The average Ghanaian today is misinform by the national broadcaster into understanding his crude indigenous past as the most important thing in his life, when actually the broadcaster itself need modern imported items for broadcasting information, the poorly educated Ghanaians are incapable of producing. How consistent is this? The national broadcaster disguising under misunderstood version of culture and tradition, engaged the minds of Ghanaians on information about irrelevant items that have no bearing on the modern day needs of the Ghanaian.
The worse is, the Ghanaian national Broadcaster has degenetated to a state of inviting fake witch doctors, quark religious related practioners and what have you, in the name of tradition to mislead Ghanaians. Our national broadcaster removed itself from the responsibility of ensuring genuine information content, and left the vulnerable citizens to fish out the right and wrong content.
Our national Broadcaster become a medium of marketing fake medications, with all sorts of questionable claims, to mislead Ghanaians into believing and consuming dangerious items. One even question whether GBC is now own by religious and ethnotribal bodies, when the state of Ghana is suppose to be more of a secular state, as possible.
Hardly anyone in Ghana, who is not a lier, thanks to our GBC. Children in Ghana grow watching GBC feeding the entire population with all sorts of lies, in all forms imaginable. Our national broadcaster has has reach the peak of throwing trust to the dogs, as anarchy reigns amidst free for all lies. GBC even invite public sector worker, including highly place state security personnel and politicians, to misinform Ghanaians. Again this is done, without the authority playing the role of ensuring right thought provoking questions in safeguard the concerns of the TV licence fee, are fully exhausted.
In fact millions of Ghanaians like my humble self, rather have their families to watch 1960 Sesmi Street, than waste time watching or listening to the programs of our national broadcaster.
So instead of being a blessing that develop the Ghanaian in every field of life, the national Broadcaster is ridden with all forms of infectious bureaucracy to confuse and underdevelop the Ghanaian. The national Broadcaster is sadly unaware of how much damage it has done to the Ghanaian and here we are being ask to pay for our psychological nemies?

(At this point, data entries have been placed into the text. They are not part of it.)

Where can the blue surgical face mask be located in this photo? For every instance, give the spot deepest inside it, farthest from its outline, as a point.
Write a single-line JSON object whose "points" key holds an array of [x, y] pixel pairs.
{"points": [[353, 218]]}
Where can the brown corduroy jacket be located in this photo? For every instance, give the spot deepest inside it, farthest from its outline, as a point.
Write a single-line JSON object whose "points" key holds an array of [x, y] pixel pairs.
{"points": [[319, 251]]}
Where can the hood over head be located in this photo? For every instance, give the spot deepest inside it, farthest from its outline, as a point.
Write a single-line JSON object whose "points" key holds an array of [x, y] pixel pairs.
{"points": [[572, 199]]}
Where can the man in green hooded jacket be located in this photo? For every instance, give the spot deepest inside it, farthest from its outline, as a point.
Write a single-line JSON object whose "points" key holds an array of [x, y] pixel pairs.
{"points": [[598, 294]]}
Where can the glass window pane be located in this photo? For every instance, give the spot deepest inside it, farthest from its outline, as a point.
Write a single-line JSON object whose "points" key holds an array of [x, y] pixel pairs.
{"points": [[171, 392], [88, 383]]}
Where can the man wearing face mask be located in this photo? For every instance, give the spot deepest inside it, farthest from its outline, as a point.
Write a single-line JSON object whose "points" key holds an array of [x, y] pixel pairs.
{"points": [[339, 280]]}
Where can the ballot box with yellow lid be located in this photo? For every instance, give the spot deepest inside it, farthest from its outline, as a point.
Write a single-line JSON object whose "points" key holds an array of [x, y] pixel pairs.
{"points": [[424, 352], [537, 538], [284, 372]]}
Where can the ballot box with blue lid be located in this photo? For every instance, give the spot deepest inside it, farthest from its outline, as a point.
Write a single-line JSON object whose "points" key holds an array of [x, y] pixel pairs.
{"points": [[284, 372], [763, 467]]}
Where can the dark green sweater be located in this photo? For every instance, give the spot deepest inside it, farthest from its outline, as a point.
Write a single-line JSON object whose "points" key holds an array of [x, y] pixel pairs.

Yes, we have no doubt we need a national Broadcaster, regardless to the number of private broadcasters that now exist in our country. The question is, must the Ghanaian continue paying for a national Broadcaster that is confusing and underdeveloping the Ghanaian? Of course, No! Then how do we move from here, as Ghanaians are not seeing the positives of the national broadcaster in their lives?
In proceeding from here, it’s important to point out that the rebellious stance of the Ghanaian is not just to the national Broadcaster but to all our state services by law, whose role are not reflective of the quality of life of the Ghanaian. All the citizens are saying is, they are tired of paying public sector workers for doing nothing. We are tired for paying people to develop us into those capable of living as masters of our destiny, and all we get for paying is, daily increase in our sense of insecurity.
We are now between the devil and the deep sea. We cannot afford to exist without our national Broadcaster, as a critical part of our national development and security. We are however too poor to be paying fraudulent cash cow who are pretending to be empowering us into productive people.
We are therefore at a cross road of either paying for business as usual, or standing up to device a mechanism fit for progressive people.
The BBC (British Broadcasting Corporation) was once right in the same soup we are today, but has now moved on. It will therefore be helpful to get the honest brains to study the BBC approach, to wriggle us out of this embraglow. It is only by this effort that the frustrated Ghanaians can recandle his trust in the National Broadcaster.